Anesthesia and pain medicines usually aren't necessary. Your healthcare professional may give you medicine that helps you relax or makes you sleepy.

You will wear a hospital gown. You'll lie on your left side on the exam table, usually with your knees drawn toward your chest. The healthcare professional will insert the sigmoidoscope into your anus and direct it through your rectum and into the sigmoid colon.

The sigmoidoscope tube allows the healthcare professional to place air with carbon dioxide into your colon. This expands the colon to provide a better view of the colon lining. When the scope is moved further into the colon, you may feel cramping or the urge to move your bowels.

The sigmoidoscope also contains a tiny video camera at its tip. The camera sends live images of the colon to a screen like a computer monitor. Instruments also can pass through the scope for taking tissue samples.
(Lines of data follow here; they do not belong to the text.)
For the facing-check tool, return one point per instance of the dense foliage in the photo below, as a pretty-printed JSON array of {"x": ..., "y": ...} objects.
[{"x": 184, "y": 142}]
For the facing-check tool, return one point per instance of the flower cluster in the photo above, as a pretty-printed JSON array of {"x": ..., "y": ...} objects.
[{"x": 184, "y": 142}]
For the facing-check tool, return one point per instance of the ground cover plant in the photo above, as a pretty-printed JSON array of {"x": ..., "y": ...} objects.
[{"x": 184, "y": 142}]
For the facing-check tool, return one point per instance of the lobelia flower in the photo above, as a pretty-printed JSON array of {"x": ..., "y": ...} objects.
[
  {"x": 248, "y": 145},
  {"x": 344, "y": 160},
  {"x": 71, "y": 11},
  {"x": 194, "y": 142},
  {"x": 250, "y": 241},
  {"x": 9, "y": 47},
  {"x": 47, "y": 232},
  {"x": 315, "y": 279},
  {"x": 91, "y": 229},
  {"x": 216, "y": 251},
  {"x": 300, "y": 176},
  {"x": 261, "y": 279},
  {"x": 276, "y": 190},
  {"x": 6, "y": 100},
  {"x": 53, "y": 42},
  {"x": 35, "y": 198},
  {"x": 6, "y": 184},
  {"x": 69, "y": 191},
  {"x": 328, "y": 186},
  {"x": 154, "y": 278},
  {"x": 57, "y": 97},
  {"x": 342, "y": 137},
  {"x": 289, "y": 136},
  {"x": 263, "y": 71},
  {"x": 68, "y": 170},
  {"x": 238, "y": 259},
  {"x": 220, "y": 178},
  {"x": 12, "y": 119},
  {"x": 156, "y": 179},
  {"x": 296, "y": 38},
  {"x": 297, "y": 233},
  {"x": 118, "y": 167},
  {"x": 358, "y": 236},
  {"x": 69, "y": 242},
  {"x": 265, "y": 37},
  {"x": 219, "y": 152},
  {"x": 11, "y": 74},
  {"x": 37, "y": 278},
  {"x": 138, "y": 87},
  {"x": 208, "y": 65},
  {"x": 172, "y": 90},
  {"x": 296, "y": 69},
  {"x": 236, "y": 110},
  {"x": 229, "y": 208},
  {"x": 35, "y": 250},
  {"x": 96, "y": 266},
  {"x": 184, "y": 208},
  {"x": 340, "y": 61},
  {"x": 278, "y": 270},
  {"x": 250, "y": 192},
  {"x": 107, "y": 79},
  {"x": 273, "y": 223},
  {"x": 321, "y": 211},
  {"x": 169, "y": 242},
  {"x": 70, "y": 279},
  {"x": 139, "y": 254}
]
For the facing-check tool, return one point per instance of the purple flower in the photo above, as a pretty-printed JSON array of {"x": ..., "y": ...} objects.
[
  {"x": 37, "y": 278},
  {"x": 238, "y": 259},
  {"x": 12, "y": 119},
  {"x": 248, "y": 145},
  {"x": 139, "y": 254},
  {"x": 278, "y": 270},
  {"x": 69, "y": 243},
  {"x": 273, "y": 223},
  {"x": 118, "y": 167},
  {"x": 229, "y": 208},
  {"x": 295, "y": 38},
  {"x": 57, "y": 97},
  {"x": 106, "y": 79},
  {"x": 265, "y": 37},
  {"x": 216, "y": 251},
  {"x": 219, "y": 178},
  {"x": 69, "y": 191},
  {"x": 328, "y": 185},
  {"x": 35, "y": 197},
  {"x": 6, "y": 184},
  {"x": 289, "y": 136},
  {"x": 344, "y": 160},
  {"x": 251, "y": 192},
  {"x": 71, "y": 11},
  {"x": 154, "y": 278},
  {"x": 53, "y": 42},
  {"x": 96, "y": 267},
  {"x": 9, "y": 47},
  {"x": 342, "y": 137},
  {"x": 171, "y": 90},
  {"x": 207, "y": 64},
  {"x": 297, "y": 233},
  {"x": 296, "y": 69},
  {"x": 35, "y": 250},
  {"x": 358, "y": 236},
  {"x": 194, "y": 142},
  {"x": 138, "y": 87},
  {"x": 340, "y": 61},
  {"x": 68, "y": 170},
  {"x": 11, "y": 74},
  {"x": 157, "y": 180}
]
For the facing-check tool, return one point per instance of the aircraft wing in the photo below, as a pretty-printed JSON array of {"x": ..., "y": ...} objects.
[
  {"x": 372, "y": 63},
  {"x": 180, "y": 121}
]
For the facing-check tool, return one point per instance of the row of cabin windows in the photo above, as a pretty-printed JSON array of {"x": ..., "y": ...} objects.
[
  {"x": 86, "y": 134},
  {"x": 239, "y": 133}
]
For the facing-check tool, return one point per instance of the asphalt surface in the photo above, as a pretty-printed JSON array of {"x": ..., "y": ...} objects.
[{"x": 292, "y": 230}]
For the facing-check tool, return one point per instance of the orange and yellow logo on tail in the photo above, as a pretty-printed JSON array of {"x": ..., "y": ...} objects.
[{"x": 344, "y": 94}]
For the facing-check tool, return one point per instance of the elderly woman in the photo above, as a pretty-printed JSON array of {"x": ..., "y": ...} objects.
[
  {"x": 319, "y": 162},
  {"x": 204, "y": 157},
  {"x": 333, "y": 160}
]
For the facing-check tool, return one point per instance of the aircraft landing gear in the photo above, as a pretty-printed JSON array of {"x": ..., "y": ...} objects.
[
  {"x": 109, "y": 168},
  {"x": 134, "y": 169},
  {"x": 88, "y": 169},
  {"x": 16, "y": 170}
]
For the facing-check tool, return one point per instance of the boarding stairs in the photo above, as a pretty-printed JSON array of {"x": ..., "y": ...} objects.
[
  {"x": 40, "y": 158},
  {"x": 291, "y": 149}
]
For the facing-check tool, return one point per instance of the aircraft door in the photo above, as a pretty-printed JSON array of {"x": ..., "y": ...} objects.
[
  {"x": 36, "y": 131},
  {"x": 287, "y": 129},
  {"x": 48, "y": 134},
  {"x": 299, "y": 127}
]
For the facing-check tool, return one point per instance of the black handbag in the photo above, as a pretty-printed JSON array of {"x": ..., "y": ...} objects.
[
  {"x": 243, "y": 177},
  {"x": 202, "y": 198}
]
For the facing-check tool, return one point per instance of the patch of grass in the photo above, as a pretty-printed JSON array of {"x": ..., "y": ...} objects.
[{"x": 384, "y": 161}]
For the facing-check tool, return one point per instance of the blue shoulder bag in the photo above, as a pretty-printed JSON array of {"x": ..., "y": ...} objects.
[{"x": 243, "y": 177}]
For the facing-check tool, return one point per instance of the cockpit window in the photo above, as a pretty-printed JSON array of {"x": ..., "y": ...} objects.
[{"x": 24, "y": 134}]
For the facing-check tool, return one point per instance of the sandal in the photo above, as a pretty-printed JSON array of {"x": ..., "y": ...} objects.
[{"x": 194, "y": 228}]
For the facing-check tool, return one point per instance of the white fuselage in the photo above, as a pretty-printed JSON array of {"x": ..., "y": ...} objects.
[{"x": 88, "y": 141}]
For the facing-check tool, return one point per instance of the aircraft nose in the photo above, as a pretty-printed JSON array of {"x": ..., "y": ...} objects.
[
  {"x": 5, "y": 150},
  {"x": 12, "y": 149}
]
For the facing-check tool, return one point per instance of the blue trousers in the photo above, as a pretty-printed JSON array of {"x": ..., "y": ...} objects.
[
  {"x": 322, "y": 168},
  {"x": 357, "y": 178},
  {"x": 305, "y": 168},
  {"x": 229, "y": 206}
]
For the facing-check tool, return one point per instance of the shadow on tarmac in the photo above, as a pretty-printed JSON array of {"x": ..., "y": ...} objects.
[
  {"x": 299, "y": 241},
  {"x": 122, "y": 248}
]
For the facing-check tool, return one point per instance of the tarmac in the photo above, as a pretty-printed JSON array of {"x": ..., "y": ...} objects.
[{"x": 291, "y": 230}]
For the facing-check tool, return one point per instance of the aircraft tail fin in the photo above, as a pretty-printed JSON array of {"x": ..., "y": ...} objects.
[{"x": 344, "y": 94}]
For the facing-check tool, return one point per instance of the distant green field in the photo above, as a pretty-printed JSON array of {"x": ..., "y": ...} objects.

A flexible sigmoidoscopy typically takes about 15 to 20 minutes. It may require slightly more time if biopsies are taken.

After the exam

After the exam, you may have mild discomfort around your belly. You may feel bloated or pass gas for a few hours. Walking may help relieve any discomfort.

You should be able to return to your usual diet and activities right away. If you had medicine to help you relax or feel sleepy, you won't be able to drive right away.

If polyps were removed or tissue samples were taken, you may notice a small amount of blood with your first bowel movement after the exam.

Call your healthcare professional if you have:

  • Bloody stools or blood clots.
  • Bleeding from the rectum.
  • Belly pain that's severe or doesn't go away.
  • Fever of 100 Fahrenheit (37.8 Celsius) or higher.


Some results of a sigmoidoscopy can be shared right after the test. Some results may require lab studies. Your healthcare professional can explain whether the results were negative or positive.

  • A negative result means your exam found no irregular tissues.
  • A positive result means that your healthcare professional found polyps, cancer or other diseased tissue.

If polyps or biopsies were taken, they will be sent to a lab to be examined by a specialist. Also, if a sigmoidoscopy shows polyps or cancer, you'll likely need a colonoscopy to find or remove other tissues in the entire colon.

If the quality of the video imaging was poor because of unsuccessful bowel prep, your healthcare professional may schedule a repeat test or other screening or diagnostic tests.